They whispered to one another, and when Tedko made an effort to push his way through they only said, under their breath, "Don't you see it's a funeral?" With this he had to be content; so he drove up close under the monastery wall. He did not ask who was dead--that was no concern of his. And perhaps it was well that he did not ask, and well that he did not wear the livery of his master, Count Agenor Baranowski.

They were the poorest of the people who waited to join the funeral procession--grooms, day laborers, and beggars, a rough lot, who generally eke out a cheerless existence, without any particular pleasure or pain, unless it be the care for their daily bread.

There must have been a close tie between them and the deceased, for if one of them raised his voice or pushed forward at all noisily he was instantly hushed into silence.

There was not one of the Jews who had not a deep rent in his garment. As this mode of grief is seldom observable except in the case of relations, the dead man seemed a connection of all. So, too, it was easy to read in the excited faces, and in the murmurs which now and then ran through the crowd, that their sorrow was strongly mingled with indignation.

Weeping and wailing came from the house of mourning. "It is his sister and her children from Tarnopol," whispered the crowd. "His son has not come yet."

Suddenly a weird sound arose, increased in volume, and ceased. It was the short prayer said by the burial guild before they enter the house to carry out the corpse.

"Make way!" resounded through the ranks, and the people pressed together to leave the middle of the street free. Some climbed on the count's carriage. The coachman made no objections. He sprang from his seat, and busied himself about the horses. Poor, rude serf as he was, he was no more in fault than the horses he drove, the same with which, four weeks before, he had driven his master and Judith to the retired lodge in the Carpathians; but he could not feel comfortable on his raised seat, for he now knew who was about to be borne to his last home.

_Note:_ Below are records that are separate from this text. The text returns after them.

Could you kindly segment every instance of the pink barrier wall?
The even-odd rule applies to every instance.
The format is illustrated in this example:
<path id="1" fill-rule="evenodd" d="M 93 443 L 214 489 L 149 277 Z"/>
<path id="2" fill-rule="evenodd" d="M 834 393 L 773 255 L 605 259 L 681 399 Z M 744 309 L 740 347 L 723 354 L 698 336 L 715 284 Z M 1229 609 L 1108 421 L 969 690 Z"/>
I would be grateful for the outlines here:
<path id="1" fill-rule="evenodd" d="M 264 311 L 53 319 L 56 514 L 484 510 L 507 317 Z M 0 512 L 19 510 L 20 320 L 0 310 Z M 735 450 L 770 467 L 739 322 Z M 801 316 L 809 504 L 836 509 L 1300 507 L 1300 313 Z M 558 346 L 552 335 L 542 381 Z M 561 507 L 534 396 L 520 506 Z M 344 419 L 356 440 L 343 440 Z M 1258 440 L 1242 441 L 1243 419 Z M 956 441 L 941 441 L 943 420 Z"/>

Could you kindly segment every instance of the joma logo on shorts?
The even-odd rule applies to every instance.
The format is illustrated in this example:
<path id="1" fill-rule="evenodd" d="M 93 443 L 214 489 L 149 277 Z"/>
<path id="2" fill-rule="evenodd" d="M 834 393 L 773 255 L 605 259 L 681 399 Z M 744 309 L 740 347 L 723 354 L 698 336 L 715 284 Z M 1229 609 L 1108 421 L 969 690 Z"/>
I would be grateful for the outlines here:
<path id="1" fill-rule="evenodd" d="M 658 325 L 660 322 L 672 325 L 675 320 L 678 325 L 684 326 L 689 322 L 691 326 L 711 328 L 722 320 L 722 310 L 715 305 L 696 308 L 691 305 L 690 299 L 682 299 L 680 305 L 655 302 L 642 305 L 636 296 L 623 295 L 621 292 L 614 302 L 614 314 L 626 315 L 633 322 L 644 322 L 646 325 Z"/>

But before this, another incident was to intensify the excitement. A piercing shriek was heard and a cry, "Raphael has come!"

When this news reached the house of mourning a prayer, just commenced, was suddenly stopped. The good order was for a time disturbed, and inquiries arose as to whether the report was true and where he was, to which no answer could at first be obtained. Finally some one told those in front, who passed the tidings on, that Raphael, hearing he was too late, had swooned away, but that, recovering quickly, he had gone into the house by the rear door, that he might take leave of his father.

"Stand back!" came the order. "The procession will start directly." The crowd obeyed, but their grief and anger became more apparent. The wailing of the women increased, and they cursed Judith and the count with loud voice and clenched fists.